Photoluminescent sensing for acidic amino acids based on the disruption of graphene quantum dots/europium ions aggregates

•A sensitive and specific sensor is designed for acidic amino acids detection.•The sensor is based on the competition between acidic amino acids and quantum dots for europium ions.•Acidic amino acids quantitation can be achieved by using either down-conversion or up-conversion photoluminescence.•The sensor follows a simple mix-and-detect mode.•Acidic amino acids quantitation can be achieved by using either down-conversion or up-conversion photoluminescence.•The sensor gives nearly identical detection sensitivities for the two acidic amino acids (glutamic acid and aspartic acid).

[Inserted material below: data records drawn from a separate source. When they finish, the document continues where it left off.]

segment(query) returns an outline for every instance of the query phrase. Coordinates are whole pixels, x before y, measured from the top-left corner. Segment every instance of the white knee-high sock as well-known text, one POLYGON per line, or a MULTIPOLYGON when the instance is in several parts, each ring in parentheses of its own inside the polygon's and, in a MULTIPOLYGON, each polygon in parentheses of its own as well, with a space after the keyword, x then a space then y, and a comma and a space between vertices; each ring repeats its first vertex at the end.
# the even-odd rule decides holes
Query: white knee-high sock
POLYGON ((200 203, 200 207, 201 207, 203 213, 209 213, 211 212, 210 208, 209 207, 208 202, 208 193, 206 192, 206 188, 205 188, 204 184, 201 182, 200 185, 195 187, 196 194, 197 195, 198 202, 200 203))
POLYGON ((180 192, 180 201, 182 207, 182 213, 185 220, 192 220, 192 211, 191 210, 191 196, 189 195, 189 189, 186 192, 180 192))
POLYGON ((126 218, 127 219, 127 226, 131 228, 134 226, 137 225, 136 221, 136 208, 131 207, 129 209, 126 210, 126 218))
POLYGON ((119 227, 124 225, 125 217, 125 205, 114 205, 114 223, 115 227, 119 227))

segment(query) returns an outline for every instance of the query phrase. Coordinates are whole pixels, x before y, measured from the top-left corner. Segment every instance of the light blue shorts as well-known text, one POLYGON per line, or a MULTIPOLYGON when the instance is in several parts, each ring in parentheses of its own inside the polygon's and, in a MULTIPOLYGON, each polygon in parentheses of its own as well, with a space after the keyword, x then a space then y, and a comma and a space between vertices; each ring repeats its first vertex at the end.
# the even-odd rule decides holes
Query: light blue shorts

A simple mix-and-detect photoluminescence method was developed for the turn-on detection of acidic amino acids. To achieve this, graphene quantum dots (GQDs), which emit both down-conversion and up-conversion photoluminescence were prepared by solvothermal synthesis. The carboxylic acid-rich surface not only increases the water solubility of the prepared GQDs, but also makes Eu3+-triggered GQDs aggregation possible, thus causing the photoluminescence quenching of GQDs. The quenched photoluminescence can be recovered by the competition between acidic amino acids and GQDs for Eu3+. Under optimized conditions, sensitive and specific acidic amino acids quantitation can be achieved by utilizing the changes in either down-conversion or up-conversion photoluminescence. Up-conversion mode gives a little lower detection limit than the down-conversion one. Nearly overlapped calibration curves were obtained for the two acidic amino acids, glutamic acid (Glu) and aspartic acid (Asp), thus suggesting that the proposed method can be used not only for the quantitation of individual acidic amino acids, but also for the detection of total amount of them.